Leonov sat enthralled at his station, listening to the increasingly tense chatter between Titov’s command post and his unit’s outlying radar vehicles and missile launchers. Tracking and engagement data relayed from the S-400 SAM regiment were displayed in graphical form on screens around the room. They showed the American formation — now whittled down to just twelve aircraft — as it pressed steadily onward. The eleven F/A-18E Super Hornets and a single surviving Growler jammer plane were only eighty kilometers from Knyaze-Volkonskoye… well out over the broad, flat Amur River valley. There was no higher ground they could hide behind to break radar contact.
He shook his head in amazement. Those U.S. Navy pilots were brave men and women. But they were also being incredibly stupid. This was no longer a battle they could win.
“Next salvo, fire!” he heard Titov order.

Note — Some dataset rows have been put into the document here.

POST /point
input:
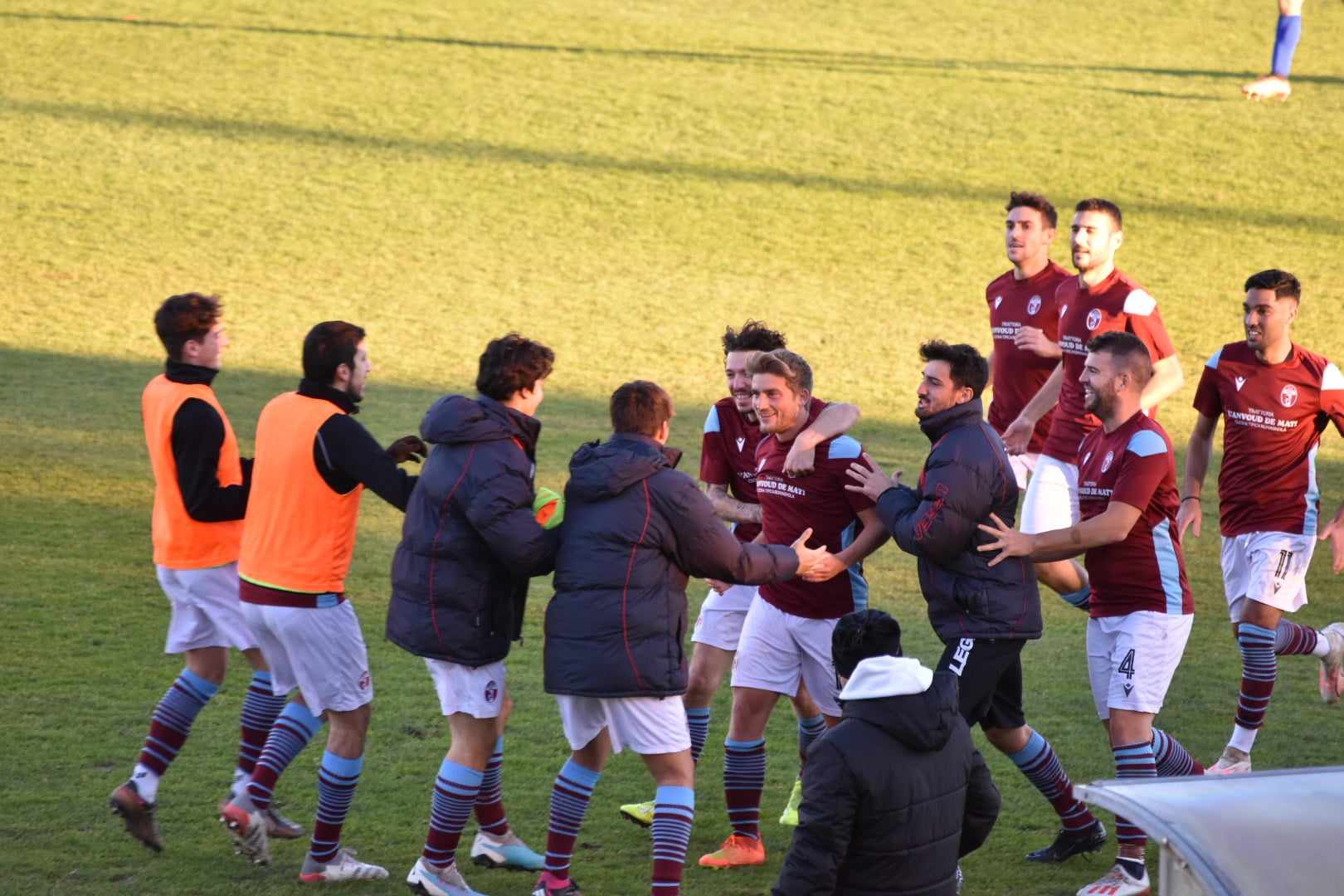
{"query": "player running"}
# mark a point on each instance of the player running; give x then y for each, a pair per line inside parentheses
(1277, 399)
(728, 469)
(201, 497)
(786, 635)
(1099, 299)
(1142, 607)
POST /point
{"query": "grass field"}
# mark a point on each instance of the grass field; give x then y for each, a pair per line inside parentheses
(620, 179)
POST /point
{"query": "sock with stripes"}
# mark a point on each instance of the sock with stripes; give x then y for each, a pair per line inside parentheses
(290, 733)
(698, 722)
(489, 802)
(569, 804)
(1043, 770)
(336, 781)
(1133, 761)
(808, 731)
(674, 813)
(260, 711)
(1171, 758)
(168, 730)
(455, 790)
(743, 779)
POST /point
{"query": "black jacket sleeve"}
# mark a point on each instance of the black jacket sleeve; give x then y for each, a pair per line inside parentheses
(347, 455)
(825, 821)
(197, 436)
(704, 547)
(981, 805)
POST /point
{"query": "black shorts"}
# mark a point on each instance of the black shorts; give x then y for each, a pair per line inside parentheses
(990, 676)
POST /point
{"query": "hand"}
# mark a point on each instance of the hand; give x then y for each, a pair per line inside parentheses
(1018, 436)
(1032, 338)
(409, 448)
(871, 480)
(1188, 516)
(1010, 543)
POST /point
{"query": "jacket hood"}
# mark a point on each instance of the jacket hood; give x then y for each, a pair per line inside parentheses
(604, 469)
(455, 419)
(905, 699)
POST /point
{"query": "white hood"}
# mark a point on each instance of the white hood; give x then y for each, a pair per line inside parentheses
(886, 677)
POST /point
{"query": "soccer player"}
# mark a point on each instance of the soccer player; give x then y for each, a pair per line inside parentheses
(314, 461)
(635, 531)
(201, 496)
(470, 544)
(1277, 399)
(1287, 34)
(786, 635)
(728, 469)
(1099, 299)
(1142, 607)
(983, 616)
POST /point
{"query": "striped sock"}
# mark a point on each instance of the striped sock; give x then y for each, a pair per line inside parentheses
(698, 722)
(336, 781)
(290, 733)
(1171, 758)
(455, 791)
(743, 779)
(674, 815)
(168, 730)
(569, 804)
(1259, 668)
(808, 731)
(489, 802)
(1133, 761)
(1043, 770)
(260, 711)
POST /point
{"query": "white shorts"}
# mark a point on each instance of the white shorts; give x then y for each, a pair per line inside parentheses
(1023, 465)
(1051, 501)
(206, 611)
(719, 624)
(318, 650)
(1266, 567)
(778, 649)
(1132, 659)
(648, 726)
(477, 692)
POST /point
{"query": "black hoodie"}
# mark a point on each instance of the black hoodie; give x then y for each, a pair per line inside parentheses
(894, 794)
(635, 529)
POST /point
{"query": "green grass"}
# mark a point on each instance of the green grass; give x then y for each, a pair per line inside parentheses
(621, 180)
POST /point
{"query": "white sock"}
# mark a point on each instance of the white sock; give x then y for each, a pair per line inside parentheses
(147, 783)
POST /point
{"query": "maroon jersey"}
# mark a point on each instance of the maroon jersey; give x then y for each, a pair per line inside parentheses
(821, 501)
(1274, 416)
(1146, 571)
(1019, 373)
(1116, 304)
(728, 455)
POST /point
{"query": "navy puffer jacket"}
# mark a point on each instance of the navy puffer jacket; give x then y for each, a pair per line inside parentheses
(470, 542)
(635, 529)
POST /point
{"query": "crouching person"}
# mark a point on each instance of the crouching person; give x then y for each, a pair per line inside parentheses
(897, 793)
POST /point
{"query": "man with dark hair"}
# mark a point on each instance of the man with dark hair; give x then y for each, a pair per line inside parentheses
(314, 461)
(1142, 606)
(728, 470)
(635, 529)
(1099, 299)
(470, 544)
(201, 496)
(899, 752)
(983, 614)
(785, 641)
(1277, 399)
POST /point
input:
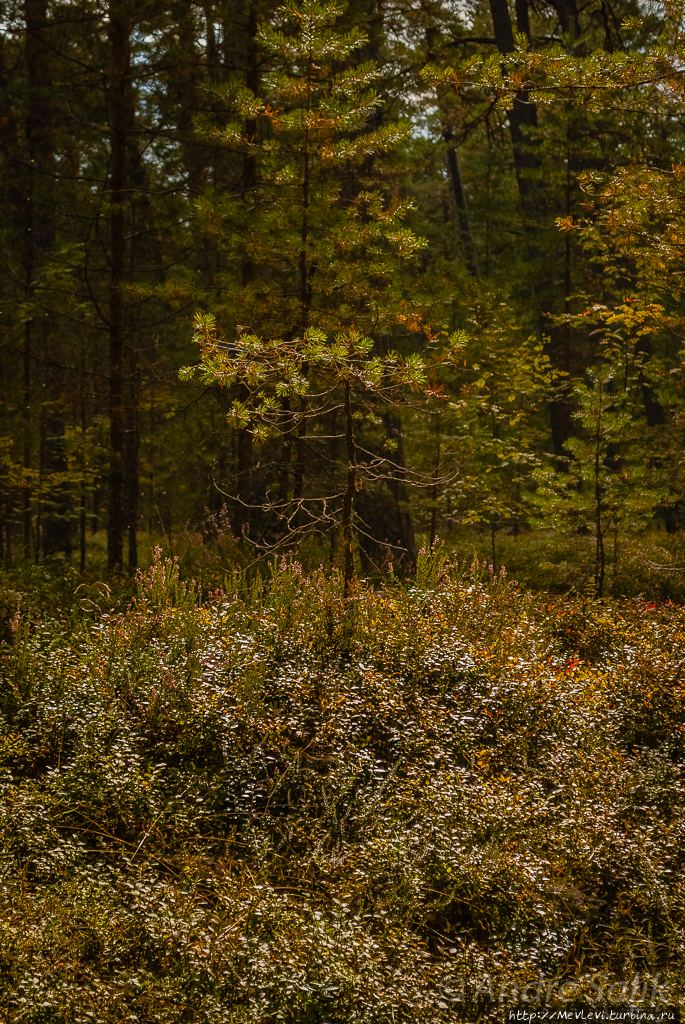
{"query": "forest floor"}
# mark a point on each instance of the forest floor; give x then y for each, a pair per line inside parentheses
(424, 804)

Two dozen missile icons streaked across the display. Moving at Mach 6, they closed the distance to the American planes in less than forty seconds. Aircraft winked off the screen as warheads found their targets and detonated. Leonov considered that an oddly antiseptic rendering for what was a supremely violent act. Out there, thousands of kilometers away in the real world, pilots were dying horribly — ripped apart by a lethal hail of fragments or burning to death in crippled aircraft spiraling down out of the sky.